I see what you mean.

So who is stronger at split pushing -

Shen, Nid or Rengar?


----------



## Guiness (Jan 4, 2013)

Sant? said:


> Finally got Kha'Zix.
> 
> I just need to learn how to last hit and harass more in the early game, since I'm pretty awful in anything that does not involve pushing/going in for the kill.
> 
> But fucking mid game, dear god. I never have to be afraid of facing ANYONE ever again, even if I completely get raped in lane, because I can easily wreck two people if even one of them is at half health.



Harass with Kha'Zix is easy. Just press W 

You can improve your mechanics by laning some more. Its good that you jungle so much; most people at your level don't even know that shit. Just keep playing.

You should probably learn how to lane against people at your level first though because if you lane and play with us, its going to be very frustrating for you because you haven't learned how to last hit, trade or harass yet. I still haven't reached 80 cs at 10 mins yet. I'm at 64-69, can't remember exactly.


----------



## Gogeta (Jan 4, 2013)

Why do people go batshit insane with unorthodox picks.
If i am more skilled than the enemy player i'll win almost regardless of my picks.

Every time i go top with Noc and i have a positive score, they go "welp see how bad the enemy is"
Oh wow like a victory matters only if the enemy was more skilled than me. A victory is only valid if i beat an enemy who is more skilled than me. That's how that works.
Seriously what's wrong with the people here. They are much more batshit insane now.

"Why are you building armor on Vayne, noob" "Cause their AD jungler camps me all the time and they 2 shot me" "Noob, you are not supposed to build armor"
WHAT THE FUCK. I am mad.


----------



## Cronos (Jan 4, 2013)

he           mad


----------



## Guiness (Jan 4, 2013)

Why would you build armor on Vayne? 

Unless if your other lanes are carrying hard, I would sooner build her like I usually do than build armor on her to only be 3-shotted later.

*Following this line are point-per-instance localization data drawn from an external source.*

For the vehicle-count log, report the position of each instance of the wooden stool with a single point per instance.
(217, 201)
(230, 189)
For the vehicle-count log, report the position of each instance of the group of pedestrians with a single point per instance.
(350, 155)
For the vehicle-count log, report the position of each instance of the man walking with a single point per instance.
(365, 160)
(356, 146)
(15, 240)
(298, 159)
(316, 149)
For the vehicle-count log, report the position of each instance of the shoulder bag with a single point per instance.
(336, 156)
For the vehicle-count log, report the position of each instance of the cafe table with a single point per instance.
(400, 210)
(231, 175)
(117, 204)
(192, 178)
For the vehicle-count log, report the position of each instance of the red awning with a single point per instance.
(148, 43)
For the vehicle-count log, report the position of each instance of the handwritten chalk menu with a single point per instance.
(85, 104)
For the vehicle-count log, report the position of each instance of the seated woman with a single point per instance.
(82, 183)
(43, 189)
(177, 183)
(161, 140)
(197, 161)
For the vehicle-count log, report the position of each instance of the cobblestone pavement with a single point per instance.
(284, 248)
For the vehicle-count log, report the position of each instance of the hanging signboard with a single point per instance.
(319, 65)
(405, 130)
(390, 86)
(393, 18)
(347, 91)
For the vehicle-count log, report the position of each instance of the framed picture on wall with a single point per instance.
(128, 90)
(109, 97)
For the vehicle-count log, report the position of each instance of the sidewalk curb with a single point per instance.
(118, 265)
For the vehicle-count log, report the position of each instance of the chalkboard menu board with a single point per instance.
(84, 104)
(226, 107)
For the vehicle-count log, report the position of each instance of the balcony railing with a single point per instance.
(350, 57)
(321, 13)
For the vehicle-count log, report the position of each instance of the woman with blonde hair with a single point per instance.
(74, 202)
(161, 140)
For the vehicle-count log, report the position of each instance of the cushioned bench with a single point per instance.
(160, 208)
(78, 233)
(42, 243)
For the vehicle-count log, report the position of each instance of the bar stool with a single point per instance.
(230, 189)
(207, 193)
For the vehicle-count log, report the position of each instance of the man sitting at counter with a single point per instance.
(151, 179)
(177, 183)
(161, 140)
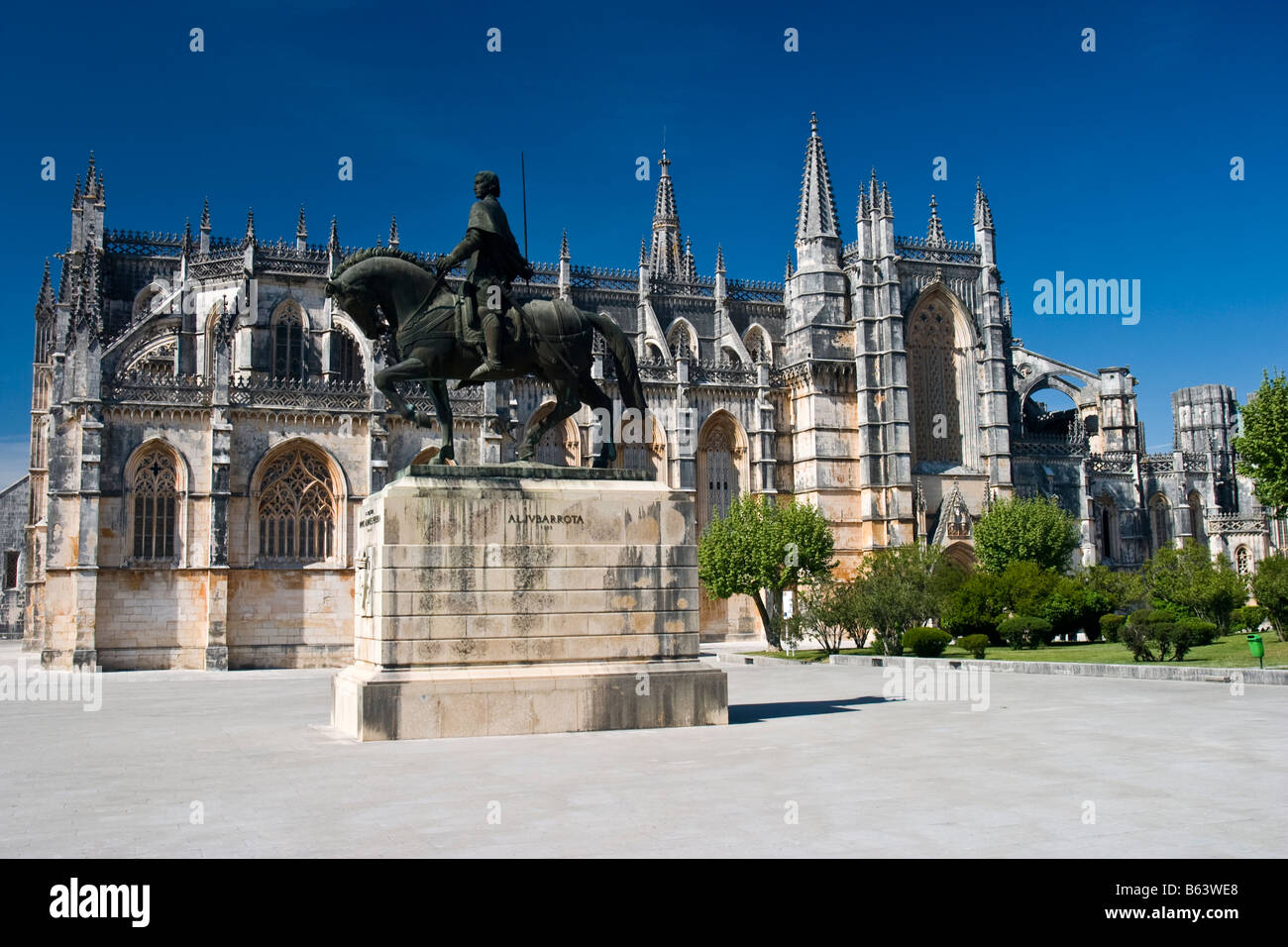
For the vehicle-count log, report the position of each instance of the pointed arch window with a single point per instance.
(346, 357)
(1160, 519)
(156, 502)
(296, 509)
(288, 347)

Try Singed mid for unorthodox. huehuehue.


----------



## Didi (Jan 4, 2013)

Gogeta said:


> Why do people go batshit insane with unorthodox picks.
> If i am more skilled than the enemy player i'll win almost regardless of my picks.
> 
> Every time i go top with Noc and i have a positive score, they go "welp see how bad the enemy is"
> ...




sounds like you just have a terrible normal elo


----------



## Cronos (Jan 4, 2013)

sounds like you are terrible


----------



## Gogeta (Jan 4, 2013)

foreign said:


> Why would you build armor on Vayne?
> 
> Unless if your other lanes are carrying hard, I would sooner build her like I usually do than build armor on her to only be 3-shotted later.
> 
> Try Singed mid for unorthodox. huehuehue.



I am not building Randuins on her. Building Chain Vest is fine since i am going to build GA at a point anyway.




Didi said:


> sounds like you just have a terrible normal elo



I thought of that as well, but this was NOT the case 5 games ago.
What the hell happened.



Cronos said:


> sounds like you are terrible



This is also true.


----------



## Guiness (Jan 4, 2013)

The hate when Zed and Kha'Zix received is such a funny memory.

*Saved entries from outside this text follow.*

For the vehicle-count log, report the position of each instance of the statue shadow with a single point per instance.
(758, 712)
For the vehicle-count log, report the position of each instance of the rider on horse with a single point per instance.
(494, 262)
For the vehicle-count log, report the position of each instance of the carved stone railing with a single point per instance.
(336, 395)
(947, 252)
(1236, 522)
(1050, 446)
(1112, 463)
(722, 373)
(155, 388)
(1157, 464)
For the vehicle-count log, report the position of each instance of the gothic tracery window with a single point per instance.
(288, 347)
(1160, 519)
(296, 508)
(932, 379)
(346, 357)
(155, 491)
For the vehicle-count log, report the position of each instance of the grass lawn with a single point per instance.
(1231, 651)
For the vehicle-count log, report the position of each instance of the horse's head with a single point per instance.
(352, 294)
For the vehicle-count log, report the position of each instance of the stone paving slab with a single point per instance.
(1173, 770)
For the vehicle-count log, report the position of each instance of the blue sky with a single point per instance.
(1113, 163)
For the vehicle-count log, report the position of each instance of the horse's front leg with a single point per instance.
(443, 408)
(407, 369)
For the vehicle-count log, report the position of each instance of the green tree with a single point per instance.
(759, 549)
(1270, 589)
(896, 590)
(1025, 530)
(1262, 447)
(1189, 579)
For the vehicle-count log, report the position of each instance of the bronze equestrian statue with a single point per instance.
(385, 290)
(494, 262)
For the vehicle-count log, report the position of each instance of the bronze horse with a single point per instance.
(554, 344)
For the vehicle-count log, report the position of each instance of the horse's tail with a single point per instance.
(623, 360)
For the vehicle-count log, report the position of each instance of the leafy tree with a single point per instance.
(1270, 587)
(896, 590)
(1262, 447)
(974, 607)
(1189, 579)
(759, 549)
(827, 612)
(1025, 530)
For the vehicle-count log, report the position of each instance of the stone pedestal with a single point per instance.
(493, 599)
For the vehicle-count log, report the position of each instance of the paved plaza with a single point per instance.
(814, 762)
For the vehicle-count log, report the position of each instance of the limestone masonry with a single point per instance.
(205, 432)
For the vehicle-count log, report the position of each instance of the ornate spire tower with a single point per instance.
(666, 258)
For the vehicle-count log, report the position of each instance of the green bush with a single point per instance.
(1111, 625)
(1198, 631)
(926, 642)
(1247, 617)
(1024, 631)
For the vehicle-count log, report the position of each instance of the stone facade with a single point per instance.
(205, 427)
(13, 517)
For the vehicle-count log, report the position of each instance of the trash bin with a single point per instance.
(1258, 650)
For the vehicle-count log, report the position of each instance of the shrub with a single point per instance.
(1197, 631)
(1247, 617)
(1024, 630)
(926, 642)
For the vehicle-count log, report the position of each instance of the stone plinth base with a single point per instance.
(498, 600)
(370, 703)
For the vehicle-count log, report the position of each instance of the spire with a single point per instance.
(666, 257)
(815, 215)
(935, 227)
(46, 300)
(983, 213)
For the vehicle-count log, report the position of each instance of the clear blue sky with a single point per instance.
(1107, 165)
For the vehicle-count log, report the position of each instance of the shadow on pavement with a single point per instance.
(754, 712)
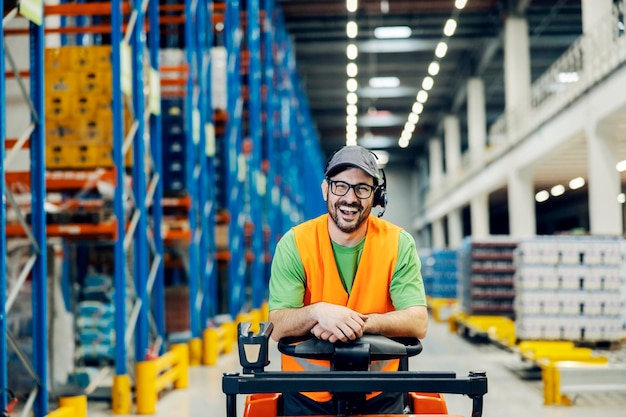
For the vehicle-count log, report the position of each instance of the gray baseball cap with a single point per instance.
(353, 156)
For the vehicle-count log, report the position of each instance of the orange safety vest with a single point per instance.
(370, 290)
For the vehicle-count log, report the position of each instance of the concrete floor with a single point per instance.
(508, 395)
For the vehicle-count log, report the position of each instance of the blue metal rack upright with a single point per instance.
(234, 159)
(256, 179)
(206, 194)
(158, 269)
(4, 379)
(37, 234)
(121, 395)
(192, 160)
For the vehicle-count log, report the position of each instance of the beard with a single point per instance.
(348, 226)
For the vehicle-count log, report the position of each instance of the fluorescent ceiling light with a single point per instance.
(428, 83)
(352, 70)
(542, 196)
(352, 29)
(392, 32)
(422, 96)
(433, 68)
(567, 77)
(382, 157)
(460, 4)
(352, 85)
(384, 82)
(352, 51)
(576, 183)
(441, 49)
(450, 27)
(557, 190)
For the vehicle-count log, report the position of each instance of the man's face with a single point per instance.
(349, 212)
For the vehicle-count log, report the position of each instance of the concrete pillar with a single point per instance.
(593, 11)
(452, 136)
(479, 214)
(521, 194)
(438, 237)
(605, 212)
(455, 229)
(516, 72)
(436, 162)
(476, 118)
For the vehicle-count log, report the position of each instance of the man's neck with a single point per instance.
(346, 239)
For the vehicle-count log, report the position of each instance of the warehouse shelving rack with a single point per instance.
(36, 267)
(236, 165)
(148, 276)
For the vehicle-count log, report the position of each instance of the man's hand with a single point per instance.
(336, 322)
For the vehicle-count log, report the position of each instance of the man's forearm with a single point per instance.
(292, 321)
(411, 322)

Because now everyone wants them 

I myself refunded Kha'Zix when Zed came out. Didn't know how to use him and I decided that 6300 IP could be better used. In the end it actually worked out  6300 IP went towards something more useful and I still got back Kha'Zix for half the price.


----------



## Mys??lf (Jan 4, 2013)

Well id say that Khazix is better than Zed , but if you have more fun with Zed that you should play him 

The champ that I hate the most is Darius for obvious reasons...
hes too strong. If hes not banned and the enemy picks him , you got a lot of work to do.
If someone is interested in playing with me , I am on EU west servers


----------



## Gogeta (Jan 4, 2013)

MeMyselfandI said:


> Well id say that Khazix is better than Zed , but if you have more fun with Zed that you should play him
> 
> *The champ that I hate the most is Darius for obvious reasons...*
> hes too strong. If hes not banned and the enemy picks him , you got a lot of work to do.
> If someone is interested in playing with me , I am on EU west servers



You do? Aww, i think we will be bestest friends.


----------



## Lord Genome (Jan 4, 2013)

the one time i played a darius that got fed as shit and got too cocky

900 ap+ veigar on our team destroyed him


----------



## Gogeta (Jan 4, 2013)

Fed Darius is meh. Considering he will be a focused target in team fights, he might as well buy FH, Randuins, Warmog, GA, Thornmail and Bulwark to at least survive the initial onslaught.


----------



## Guiness (Jan 4, 2013)

Gogeta said:


> Fed Darius is meh. Considering he will be a focused target in team fights, he might as well buy FH, Randuins, Warmog, GA, Thornmail and Bulwark to at least survive the initial onslaught.





______________
Would you guys say Zyra is a difficult champ to play? Her abilities seem to be of the chaining-combo type to get the most out of, sort of like Zed.


----------



## FLORIDA MAN (Jan 4, 2013)

Zyra's not really difficult. Land skillshots, spawn plants.


----------



## Darth (Jan 4, 2013)

Is anyone else starting to get irritated at foreign for asking these braindead questions? 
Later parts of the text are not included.